Rodrigo Borgia, later Alexander VI, has assumed the role of the archetypical Renaissance pope. Historians cite his exploits as pontiff as representative of the nepotism and corruption that plagued the Papacy throughout the Renaissance period. Certainly, the effect Alexander had upon Italy and upon the popular view of the Papacy cannot be denied. Even in his own time, the Borgia family took on legendary status in Italy as cruel and manipulative monsters. Many saw the rise of Rodrigo Borgia to the papal throne as a sign of impending demise for the Catholic Church. However, both Italy and the Catholic Church survived Alexander VI's reign, and perhaps even learned some valuable lessons, for Julius II and Pope Leo X reversed the slide of the Papacy and ushered in the Golden Age of Rome, during which both the city and its rulers were admired and respected, reversing the trend under which the Papacy had slipped into moral degradation while the physical city itself rose to new heights.

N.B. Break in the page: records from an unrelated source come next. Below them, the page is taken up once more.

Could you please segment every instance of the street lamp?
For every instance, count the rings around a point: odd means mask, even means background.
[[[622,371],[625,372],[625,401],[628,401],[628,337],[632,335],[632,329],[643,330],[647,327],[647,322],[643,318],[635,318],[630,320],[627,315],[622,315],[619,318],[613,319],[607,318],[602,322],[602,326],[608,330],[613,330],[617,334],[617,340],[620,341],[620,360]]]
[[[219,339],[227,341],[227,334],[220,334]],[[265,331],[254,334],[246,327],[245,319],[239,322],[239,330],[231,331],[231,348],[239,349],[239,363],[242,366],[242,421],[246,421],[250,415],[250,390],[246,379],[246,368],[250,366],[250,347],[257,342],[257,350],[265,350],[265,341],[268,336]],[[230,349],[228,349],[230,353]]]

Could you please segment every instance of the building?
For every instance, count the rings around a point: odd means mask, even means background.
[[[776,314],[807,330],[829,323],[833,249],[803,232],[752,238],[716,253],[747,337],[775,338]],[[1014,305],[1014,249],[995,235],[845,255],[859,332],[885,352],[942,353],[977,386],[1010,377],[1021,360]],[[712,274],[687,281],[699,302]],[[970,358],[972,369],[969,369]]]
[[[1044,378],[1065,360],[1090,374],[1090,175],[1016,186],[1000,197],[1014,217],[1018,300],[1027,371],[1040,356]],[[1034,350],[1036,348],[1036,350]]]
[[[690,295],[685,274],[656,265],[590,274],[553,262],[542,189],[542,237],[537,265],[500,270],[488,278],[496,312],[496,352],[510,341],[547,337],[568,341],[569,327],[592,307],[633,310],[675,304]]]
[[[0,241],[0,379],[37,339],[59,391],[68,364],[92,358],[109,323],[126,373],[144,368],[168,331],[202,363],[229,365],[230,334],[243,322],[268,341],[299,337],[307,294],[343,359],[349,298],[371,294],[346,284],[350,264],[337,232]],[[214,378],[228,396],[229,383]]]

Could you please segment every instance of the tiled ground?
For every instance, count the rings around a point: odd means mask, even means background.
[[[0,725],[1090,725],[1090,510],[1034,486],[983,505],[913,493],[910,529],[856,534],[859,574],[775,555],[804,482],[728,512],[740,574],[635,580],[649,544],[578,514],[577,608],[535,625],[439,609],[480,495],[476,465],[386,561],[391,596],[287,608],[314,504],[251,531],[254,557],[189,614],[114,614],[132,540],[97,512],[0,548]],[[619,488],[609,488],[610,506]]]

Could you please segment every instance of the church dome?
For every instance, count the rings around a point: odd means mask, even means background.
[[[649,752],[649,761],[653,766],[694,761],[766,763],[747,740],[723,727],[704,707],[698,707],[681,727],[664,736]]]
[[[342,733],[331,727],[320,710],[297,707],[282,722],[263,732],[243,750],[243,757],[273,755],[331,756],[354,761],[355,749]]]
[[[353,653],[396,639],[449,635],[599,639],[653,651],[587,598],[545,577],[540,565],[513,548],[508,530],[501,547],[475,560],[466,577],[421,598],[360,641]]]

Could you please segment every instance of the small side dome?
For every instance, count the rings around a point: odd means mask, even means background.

The main project Pope Julius II undertook was the destruction and rebuilding of St. Peter's basilica, the oldest and most sacred building in all of Christianity, containing the tomb of St. Peter and of many past popes. Many questioned and opposed the wisdom of the project, but Julius II insisted that the building was in desperate need of repair and should be replaced with a structure more worthy of the glory of its purpose. Once he began the planning and destruction, he proceeded with zeal, never second-guessing his decision. The destruction and rebuilding of St. Peter's soon became known throughout Italy as a symbol of the descent and resurrection of Rome.